Bank of America declined to comment on the prospect of further job reductions or say how many of the cuts will occur in New England.

But Massachusetts probably will be affected because it is one of the company’s largest centers of operations behind North Carolina and New York. In July, Bank of America said it plans to close a printing operation in Malden by next spring, eliminating 150 local jobs.

The bank has roughly 7,000 employees in the state, more than other retail banks, but down from 9,000 in 2007, before the financial crisis and recession took a toll on the banking industry.

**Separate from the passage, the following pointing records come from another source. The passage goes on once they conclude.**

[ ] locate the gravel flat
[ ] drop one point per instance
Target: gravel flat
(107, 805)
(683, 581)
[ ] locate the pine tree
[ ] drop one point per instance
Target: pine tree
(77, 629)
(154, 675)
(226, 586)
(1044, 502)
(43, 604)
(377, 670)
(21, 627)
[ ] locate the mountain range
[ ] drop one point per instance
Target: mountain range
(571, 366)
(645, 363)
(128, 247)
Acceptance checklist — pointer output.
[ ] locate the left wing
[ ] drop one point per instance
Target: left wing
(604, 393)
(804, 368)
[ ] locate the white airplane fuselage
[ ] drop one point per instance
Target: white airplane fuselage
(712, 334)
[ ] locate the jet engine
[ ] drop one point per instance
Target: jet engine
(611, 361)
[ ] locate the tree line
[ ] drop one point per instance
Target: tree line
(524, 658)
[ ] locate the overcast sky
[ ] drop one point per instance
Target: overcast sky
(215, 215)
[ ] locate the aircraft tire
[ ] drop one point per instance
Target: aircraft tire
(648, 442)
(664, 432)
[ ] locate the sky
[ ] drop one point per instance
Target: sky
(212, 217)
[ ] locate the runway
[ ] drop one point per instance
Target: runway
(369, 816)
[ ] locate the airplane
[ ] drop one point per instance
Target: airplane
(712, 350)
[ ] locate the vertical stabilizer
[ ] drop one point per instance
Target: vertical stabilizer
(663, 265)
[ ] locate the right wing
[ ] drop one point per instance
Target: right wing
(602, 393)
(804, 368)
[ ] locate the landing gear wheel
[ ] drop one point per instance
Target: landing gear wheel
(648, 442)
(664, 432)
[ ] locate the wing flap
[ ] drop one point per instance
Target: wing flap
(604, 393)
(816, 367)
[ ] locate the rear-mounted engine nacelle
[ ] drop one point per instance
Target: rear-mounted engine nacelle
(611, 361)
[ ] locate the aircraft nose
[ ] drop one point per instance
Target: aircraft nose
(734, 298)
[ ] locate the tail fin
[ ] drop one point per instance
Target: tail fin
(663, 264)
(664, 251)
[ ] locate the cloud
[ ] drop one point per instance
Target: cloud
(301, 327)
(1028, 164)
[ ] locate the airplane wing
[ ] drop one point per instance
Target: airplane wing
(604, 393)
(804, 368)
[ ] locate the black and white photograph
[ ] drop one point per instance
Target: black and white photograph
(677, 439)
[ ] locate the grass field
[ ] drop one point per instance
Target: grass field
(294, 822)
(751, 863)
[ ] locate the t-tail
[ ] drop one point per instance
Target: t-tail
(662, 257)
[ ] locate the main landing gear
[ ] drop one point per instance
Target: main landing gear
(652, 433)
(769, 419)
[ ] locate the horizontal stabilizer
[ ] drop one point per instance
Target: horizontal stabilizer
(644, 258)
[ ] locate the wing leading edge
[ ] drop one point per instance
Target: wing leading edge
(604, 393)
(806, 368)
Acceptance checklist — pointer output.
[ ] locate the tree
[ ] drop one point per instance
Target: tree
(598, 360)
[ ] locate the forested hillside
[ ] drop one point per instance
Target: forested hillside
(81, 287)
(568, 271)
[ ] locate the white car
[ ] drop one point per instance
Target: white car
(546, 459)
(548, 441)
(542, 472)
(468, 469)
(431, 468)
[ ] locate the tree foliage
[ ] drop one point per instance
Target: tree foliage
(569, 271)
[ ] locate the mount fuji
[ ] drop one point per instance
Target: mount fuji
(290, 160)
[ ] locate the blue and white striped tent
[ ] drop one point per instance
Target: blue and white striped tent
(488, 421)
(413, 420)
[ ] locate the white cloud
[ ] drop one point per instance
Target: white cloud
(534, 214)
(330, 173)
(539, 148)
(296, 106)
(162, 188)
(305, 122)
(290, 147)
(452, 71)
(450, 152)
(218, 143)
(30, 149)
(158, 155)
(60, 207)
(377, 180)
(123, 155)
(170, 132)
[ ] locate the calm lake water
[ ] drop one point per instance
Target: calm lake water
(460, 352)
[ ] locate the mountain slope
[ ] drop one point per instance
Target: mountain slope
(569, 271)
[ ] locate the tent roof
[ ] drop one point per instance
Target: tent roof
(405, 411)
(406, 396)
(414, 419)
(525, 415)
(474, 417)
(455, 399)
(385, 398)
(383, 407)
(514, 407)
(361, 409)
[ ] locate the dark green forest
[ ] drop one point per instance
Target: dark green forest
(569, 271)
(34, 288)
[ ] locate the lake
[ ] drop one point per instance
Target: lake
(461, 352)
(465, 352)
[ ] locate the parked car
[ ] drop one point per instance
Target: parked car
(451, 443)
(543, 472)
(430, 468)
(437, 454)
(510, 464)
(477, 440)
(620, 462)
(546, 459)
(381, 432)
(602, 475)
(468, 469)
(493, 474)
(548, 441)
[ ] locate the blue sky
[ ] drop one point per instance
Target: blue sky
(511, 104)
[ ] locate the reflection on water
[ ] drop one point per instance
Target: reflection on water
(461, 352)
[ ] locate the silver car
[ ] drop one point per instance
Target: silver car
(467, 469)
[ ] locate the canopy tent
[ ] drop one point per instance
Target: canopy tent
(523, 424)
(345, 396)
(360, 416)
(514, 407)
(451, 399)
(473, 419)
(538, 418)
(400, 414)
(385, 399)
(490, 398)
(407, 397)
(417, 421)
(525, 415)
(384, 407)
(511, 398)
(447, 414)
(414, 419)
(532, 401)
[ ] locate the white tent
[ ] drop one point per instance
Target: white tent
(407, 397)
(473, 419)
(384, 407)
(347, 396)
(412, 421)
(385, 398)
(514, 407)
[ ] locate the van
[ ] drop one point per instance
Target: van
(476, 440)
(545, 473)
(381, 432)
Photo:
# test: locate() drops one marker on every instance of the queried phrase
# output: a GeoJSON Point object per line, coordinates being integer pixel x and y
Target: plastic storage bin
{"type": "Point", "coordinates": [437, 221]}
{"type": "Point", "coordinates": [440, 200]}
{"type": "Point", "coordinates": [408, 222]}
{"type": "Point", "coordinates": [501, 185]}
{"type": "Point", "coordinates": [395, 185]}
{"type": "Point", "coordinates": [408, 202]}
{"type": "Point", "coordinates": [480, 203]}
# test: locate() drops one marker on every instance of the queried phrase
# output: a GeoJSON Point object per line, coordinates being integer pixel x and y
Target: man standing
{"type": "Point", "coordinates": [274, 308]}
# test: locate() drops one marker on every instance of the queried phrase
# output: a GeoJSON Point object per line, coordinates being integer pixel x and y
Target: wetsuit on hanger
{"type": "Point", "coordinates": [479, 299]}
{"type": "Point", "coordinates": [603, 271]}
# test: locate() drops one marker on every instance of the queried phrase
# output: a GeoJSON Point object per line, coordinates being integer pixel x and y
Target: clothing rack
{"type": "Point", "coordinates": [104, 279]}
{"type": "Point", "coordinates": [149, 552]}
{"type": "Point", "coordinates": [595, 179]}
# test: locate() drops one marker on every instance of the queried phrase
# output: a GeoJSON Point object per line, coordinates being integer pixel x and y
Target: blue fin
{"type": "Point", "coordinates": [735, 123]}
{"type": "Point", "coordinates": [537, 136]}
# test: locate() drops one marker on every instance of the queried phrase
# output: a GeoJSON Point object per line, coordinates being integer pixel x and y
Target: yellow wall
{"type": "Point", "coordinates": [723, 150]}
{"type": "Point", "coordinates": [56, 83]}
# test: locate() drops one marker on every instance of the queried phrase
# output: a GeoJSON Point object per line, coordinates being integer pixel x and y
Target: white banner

Bank of America in particular has suffered billions of dollars in losses due to troubled mortgage loans and problems with foreclosures across the country, largely stemming from its purchase of mortgage lender Countrywide Financial Corp. in 2008. In the second quarter, Bank of America reported a loss of $8.8 billion, mostly related to an $8.5 billion settlement with investors who wanted the bank to buy back toxic mortgages handled by Countrywide.

The bank is just the latest financial institution to announce major layoffs. Last week, Bank of New York Mellon Corp., which has large operations in Massachusetts, announced plans to cut 1,500 jobs, or 3 percent of its workforce. And Boston-based State Street Corp. said it planned to cut 850 jobs, including 558 in Massachusetts, in addition to earlier rounds of layoffs.